24Dr. Rick Zarnett conducted a further s. 44 orthopedic assessment. In his report issued on July 8, 2021, he found that the applicant sustained uncomplicated myofascial strains to the cervical and thoracolumbar spine and possible contusion to both knees. Dr. Zarnett found that there were no objective reproducible abnormalities to substantiate the applicant’s complaints. His view was that the applicant had reached maximum medical improvement.
25I do not find that the applicant’s evidence establishes that the disputed physiotherapy treatment is reasonable and necessary. I am not convinced that further physiotherapy will help the applicant meet her medical goals as outlined in the OCF-18 to a reasonable degree and that the overall costs (not just financial, but also investment of time, etc.,) of achieving them are reasonable.
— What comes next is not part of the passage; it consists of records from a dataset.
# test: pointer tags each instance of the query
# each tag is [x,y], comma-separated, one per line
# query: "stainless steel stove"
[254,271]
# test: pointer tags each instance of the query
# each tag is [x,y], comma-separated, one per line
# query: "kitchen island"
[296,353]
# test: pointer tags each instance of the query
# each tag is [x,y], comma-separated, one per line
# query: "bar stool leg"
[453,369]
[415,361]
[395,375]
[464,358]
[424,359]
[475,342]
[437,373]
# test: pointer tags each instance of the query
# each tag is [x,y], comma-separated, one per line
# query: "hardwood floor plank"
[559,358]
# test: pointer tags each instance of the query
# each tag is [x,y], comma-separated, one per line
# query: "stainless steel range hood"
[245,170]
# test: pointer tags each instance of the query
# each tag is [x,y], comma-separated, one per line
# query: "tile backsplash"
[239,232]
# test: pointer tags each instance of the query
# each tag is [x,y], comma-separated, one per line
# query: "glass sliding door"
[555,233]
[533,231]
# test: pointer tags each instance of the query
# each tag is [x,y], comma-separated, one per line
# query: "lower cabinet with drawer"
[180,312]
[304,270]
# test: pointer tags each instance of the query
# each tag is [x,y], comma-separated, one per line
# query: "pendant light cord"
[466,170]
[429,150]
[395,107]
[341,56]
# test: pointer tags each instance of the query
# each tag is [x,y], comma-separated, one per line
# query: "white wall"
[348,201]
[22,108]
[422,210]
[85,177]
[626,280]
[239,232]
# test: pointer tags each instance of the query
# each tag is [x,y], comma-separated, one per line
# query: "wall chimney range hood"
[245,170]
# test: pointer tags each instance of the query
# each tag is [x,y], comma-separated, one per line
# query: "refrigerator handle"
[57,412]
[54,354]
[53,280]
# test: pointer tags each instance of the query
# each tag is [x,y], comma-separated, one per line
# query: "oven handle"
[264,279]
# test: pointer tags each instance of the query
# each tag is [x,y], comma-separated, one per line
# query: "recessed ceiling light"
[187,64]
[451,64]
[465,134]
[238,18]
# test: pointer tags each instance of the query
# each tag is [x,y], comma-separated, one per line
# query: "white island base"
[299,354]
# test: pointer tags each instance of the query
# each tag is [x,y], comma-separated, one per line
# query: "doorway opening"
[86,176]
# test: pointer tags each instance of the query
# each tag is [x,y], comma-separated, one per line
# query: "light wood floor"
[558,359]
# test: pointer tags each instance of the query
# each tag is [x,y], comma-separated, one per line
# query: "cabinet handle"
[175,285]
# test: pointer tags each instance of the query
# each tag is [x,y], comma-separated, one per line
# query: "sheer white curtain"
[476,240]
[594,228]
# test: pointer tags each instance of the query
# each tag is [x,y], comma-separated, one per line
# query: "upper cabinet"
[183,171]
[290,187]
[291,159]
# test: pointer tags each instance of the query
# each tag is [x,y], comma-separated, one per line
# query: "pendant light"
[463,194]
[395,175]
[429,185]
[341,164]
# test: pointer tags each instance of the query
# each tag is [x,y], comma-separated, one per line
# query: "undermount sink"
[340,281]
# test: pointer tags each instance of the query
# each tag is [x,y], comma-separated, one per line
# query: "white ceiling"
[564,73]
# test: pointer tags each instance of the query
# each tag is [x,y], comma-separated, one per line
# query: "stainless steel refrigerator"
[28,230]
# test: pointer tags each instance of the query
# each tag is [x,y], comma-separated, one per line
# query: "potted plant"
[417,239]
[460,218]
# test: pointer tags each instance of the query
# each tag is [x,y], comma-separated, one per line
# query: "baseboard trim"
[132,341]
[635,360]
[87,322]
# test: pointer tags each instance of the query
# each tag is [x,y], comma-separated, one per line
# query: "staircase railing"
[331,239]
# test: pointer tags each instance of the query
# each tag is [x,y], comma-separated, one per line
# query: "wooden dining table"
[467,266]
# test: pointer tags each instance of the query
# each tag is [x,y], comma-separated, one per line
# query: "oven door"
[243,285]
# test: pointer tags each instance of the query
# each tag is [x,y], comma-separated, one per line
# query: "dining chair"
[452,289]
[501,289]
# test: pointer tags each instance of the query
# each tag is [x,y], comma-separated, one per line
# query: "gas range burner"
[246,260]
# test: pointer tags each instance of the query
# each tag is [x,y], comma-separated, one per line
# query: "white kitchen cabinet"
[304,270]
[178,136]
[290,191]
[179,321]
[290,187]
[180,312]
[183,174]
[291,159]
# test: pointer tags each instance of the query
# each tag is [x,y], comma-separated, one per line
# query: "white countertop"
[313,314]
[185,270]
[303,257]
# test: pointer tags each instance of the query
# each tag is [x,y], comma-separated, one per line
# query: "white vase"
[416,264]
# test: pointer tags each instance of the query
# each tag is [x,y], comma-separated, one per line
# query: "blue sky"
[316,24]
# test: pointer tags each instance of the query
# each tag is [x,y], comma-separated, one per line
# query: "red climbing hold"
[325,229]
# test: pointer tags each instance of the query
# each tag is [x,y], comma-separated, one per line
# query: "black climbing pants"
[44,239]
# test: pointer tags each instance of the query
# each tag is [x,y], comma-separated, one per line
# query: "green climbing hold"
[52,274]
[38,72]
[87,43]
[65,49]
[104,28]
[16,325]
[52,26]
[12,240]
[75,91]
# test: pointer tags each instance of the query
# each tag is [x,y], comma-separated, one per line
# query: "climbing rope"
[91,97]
23The applicant is not entitled to the physiotherapy services in dispute.
Interest
24Interest applies on the payment of any overdue benefits pursuant to s. 51 of the Schedule. As treatments in dispute are not owing, the applicant is not entitled to interest.
ORDER
25I find that the applicant has not met her onus to prove that the services in the remaining OCF-18 are reasonable and necessary and therefore:
i. The applicant is not entitled to the physiotherapy services in dispute.
ii. As treatments in dispute are not owing, the applicant is not entitled to interest.